Четыре месяца он почти не выходил из дому. Проходил день, на бульваре вспыхивали гремящие газовые фонари и снова гасли, уступая место бледному рассвету, а он все сидел, словно прикованный к своему письменному столу. Единственными посетителями маленькой комнатки на верхнем этаже были Kappe и Иньяр, да и тех он допускал только потому, что они были его сотрудниками, а не гостями. Он одновременно заканчивал повесть «Зимовка во льдах» и работал вместе с друзьями над новой опереттой «Компаньоны Маржолены». Но, как и всегда, его воображение обгоняло перо, и он уже лелеял новые темы.
Удалась ли новая повесть? Жюль Верн очень хотел знать не приятную полуправду, столь принятую в кружке «одиннадцати холостяков», но «правду, всю правду, ничего, кроме правды». Нет слов, похвалы друзей были приятны, и он любезно их выслушивал. Но, с другой стороны, между «Путешествием на баллоне» и «Зимовкой во льдах» лежало три года. А был ли это такой уж большой шаг вперед? Ему мало было написать повесть, которую редакторы журналов охотно взяли бы печатать… А разве его друзья мечтали о чем-нибудь ином? Но Жюлю Верну мало было написать рассказ, повесть или даже роман, – он мечтал о большем, о своем собственном стиле, о новом жанре… И он лучше, чем кто-нибудь другой, знал, сколько труда еще ожидало его, сколько каменистых дорог нужно было пройти! Его победа еще не расправила своих светлых крыльев и не покинула свой кокон, где она, как куколка бабочки, ждала своего часа!
История брига «Жен Арди» была напечатана в «Семейном музее» в мартовском и апрельском выпусках за 1855 год. На эти же месяцы пришлись интенсивные репетиции новой оперетты трех друзей. Генеральная репетиция «Компаньонов Маржолены» состоялась в мае, а премьера в июне. Пьеса имела успех и выдержала двадцать представлений. Она принесла трем холостякам немного дешевой славы – они уже успели оценить ее по достоинству – и очень мало денег: достаточно для дружеской пирушки «одиннадцати холостяков», но слишком мало для того, чтобы расплатиться с настойчивыми домовладельцами.

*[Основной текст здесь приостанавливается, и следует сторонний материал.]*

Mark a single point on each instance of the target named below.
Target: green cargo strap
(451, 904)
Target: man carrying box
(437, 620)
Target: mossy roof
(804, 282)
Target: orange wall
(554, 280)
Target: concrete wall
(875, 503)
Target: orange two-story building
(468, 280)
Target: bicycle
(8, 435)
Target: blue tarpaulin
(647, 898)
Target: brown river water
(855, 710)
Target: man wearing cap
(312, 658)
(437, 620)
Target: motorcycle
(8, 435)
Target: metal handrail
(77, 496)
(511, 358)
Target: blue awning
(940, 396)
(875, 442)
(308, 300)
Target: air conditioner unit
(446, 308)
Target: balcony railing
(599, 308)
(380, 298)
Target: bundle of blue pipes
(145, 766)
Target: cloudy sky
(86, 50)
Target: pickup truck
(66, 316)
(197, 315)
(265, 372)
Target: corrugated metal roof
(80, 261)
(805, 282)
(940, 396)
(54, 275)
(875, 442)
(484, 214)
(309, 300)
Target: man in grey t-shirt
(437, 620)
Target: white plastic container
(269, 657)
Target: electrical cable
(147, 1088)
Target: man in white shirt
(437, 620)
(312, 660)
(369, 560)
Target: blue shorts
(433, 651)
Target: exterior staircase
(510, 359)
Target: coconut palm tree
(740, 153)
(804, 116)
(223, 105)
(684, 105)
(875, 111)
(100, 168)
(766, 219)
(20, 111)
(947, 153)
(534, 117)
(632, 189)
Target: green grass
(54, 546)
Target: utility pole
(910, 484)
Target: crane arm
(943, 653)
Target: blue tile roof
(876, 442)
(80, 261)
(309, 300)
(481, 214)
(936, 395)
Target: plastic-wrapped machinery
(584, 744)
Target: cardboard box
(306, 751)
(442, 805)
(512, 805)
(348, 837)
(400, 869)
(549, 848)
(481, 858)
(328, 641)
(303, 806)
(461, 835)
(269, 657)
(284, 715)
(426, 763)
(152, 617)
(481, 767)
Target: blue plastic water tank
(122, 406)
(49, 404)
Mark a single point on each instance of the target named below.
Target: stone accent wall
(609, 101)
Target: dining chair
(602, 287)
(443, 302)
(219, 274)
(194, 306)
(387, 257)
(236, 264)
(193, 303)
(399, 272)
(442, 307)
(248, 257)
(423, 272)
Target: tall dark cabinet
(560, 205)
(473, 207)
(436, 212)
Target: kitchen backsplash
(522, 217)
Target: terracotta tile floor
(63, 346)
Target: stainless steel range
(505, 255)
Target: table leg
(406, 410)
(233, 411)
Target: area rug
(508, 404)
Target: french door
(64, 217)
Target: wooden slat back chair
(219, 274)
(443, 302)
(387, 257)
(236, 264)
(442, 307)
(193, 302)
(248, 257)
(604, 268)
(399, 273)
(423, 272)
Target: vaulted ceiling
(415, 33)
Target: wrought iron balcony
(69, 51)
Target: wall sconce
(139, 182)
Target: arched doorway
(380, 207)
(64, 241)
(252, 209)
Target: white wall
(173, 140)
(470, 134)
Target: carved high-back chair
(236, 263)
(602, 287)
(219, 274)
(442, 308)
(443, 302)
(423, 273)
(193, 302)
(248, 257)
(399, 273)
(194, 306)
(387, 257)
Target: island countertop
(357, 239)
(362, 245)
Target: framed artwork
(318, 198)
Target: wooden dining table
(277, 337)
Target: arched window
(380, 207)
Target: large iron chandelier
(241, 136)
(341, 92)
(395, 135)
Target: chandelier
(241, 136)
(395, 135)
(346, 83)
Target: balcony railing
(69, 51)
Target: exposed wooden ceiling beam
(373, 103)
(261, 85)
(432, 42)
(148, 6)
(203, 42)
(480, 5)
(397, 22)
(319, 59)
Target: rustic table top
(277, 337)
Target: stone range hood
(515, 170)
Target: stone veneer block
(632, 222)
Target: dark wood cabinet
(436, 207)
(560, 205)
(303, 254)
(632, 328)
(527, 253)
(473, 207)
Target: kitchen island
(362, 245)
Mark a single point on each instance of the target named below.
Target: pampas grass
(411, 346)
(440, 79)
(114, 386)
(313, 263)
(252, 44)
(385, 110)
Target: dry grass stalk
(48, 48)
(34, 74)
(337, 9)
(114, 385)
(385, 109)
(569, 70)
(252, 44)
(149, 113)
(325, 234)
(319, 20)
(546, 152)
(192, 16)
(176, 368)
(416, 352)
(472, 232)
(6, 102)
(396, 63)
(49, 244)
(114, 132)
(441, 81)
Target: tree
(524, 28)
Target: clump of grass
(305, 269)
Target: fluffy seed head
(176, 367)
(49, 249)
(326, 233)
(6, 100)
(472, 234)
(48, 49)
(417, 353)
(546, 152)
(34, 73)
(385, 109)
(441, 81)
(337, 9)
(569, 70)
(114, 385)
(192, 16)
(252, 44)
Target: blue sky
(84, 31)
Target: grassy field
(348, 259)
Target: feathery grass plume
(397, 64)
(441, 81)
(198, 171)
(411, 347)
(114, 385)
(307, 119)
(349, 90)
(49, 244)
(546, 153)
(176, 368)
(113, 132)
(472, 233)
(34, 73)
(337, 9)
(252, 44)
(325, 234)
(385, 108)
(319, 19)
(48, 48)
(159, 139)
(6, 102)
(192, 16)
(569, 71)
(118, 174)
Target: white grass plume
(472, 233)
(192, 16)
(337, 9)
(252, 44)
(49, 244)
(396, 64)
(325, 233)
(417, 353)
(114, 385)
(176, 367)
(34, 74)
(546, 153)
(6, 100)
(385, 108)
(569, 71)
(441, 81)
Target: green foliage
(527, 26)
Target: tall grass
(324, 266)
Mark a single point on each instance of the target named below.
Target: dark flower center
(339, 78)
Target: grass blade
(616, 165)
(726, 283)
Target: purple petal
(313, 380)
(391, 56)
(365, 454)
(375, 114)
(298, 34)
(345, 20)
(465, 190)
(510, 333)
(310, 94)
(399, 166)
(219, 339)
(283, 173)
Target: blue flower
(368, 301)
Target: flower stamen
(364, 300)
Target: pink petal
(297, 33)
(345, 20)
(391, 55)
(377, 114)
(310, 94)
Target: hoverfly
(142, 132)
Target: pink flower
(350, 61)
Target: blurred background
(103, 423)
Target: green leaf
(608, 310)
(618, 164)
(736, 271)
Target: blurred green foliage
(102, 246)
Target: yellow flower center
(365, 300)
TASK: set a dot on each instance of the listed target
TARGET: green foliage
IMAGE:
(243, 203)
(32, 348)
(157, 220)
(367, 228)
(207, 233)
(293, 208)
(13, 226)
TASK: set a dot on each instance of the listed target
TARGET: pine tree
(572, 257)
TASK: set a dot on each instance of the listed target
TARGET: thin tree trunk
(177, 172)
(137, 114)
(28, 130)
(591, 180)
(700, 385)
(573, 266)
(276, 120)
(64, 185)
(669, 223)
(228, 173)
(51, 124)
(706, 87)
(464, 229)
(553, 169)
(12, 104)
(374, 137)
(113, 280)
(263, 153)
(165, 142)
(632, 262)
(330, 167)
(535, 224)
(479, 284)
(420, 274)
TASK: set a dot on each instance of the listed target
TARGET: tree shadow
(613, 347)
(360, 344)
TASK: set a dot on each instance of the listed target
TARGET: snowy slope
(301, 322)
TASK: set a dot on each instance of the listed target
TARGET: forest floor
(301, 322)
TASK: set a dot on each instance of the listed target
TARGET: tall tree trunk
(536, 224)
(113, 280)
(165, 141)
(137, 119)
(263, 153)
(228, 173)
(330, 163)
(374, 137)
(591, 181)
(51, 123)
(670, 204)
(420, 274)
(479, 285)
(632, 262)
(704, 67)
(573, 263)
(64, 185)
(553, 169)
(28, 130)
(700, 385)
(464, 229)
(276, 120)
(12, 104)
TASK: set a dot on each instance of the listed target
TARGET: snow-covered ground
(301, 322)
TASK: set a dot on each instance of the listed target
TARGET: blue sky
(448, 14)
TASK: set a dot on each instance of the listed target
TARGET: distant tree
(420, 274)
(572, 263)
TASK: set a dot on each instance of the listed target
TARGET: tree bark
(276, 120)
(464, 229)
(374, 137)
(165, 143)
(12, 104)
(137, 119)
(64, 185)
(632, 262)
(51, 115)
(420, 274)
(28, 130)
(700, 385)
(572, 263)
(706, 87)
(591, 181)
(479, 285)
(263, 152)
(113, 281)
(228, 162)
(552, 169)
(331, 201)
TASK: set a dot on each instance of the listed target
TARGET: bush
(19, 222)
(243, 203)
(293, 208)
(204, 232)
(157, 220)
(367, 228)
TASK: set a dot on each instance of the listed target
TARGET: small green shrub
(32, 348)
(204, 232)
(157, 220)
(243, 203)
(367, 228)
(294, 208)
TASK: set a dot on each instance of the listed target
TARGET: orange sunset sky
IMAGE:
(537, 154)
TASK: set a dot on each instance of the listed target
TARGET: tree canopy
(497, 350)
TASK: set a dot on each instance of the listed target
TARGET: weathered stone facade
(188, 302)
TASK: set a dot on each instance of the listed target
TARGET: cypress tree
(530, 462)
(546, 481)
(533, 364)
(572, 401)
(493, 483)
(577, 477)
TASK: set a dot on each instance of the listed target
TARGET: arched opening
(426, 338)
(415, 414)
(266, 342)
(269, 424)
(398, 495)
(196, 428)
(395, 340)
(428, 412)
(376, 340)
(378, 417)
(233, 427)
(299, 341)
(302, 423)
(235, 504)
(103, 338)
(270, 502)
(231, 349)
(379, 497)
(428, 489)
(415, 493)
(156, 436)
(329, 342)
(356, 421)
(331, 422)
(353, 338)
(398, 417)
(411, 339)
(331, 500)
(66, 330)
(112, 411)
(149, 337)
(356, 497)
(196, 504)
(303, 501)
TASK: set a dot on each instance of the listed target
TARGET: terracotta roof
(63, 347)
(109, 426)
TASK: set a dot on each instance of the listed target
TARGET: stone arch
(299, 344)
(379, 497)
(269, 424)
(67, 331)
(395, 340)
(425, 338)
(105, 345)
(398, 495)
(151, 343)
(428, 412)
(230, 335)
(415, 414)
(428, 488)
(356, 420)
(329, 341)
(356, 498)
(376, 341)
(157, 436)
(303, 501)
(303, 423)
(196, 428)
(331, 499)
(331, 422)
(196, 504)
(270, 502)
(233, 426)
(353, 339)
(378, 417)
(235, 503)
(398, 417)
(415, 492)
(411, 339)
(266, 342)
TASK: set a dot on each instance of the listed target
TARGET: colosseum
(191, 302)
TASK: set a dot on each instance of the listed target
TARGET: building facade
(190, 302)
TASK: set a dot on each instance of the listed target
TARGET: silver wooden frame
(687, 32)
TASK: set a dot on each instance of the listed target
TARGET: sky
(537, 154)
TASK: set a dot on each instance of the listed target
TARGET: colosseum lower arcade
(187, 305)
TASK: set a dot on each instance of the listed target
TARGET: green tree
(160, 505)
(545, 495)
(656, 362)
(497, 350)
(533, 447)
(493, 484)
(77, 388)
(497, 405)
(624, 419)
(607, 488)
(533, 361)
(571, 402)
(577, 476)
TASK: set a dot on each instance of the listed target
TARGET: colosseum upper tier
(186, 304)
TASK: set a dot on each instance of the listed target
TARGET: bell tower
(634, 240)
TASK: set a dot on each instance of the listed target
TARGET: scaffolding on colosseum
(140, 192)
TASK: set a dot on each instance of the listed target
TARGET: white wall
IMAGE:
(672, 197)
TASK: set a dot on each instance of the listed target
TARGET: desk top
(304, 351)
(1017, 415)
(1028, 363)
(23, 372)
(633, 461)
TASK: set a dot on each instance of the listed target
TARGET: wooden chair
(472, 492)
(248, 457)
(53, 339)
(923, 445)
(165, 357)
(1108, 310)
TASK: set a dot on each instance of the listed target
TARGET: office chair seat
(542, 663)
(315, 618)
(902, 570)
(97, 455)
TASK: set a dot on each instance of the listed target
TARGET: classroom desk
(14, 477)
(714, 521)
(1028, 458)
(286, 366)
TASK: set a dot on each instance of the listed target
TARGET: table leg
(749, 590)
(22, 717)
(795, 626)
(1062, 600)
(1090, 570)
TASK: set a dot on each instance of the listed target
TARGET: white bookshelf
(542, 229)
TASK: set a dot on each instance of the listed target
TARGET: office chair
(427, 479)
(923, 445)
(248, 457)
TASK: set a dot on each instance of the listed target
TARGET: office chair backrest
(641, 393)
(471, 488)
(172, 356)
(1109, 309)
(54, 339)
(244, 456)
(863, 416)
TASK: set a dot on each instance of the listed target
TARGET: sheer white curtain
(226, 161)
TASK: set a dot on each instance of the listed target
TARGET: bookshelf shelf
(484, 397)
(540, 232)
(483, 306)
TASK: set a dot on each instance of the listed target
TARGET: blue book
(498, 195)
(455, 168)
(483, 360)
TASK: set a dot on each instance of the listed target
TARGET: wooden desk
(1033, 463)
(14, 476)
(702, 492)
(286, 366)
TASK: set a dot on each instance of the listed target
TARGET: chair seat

Так, по крайней мере, было с Kappe и Иньяром, – ведь театр был для них единственным источником дохода. В кармане же Жюля Верна, кроме серебряных монет позвякивало и золото: новый редактор «Семейного музея», Шарль Валлю, занявший место скоропостижно скончавшегося Шевалье, расплатился с постоянным автором журнала по-царски. И Жюль Верн мог не только разделаться с долгами, которых всегда так много у истого парижанина, но и писать новый рассказ для журнала, не думая о деньгах, рассказ… Ну, а «роман о науке»? Неужели отмахнуться от этого навязчивого вопроса все той же поговоркой «о делах – завтра»?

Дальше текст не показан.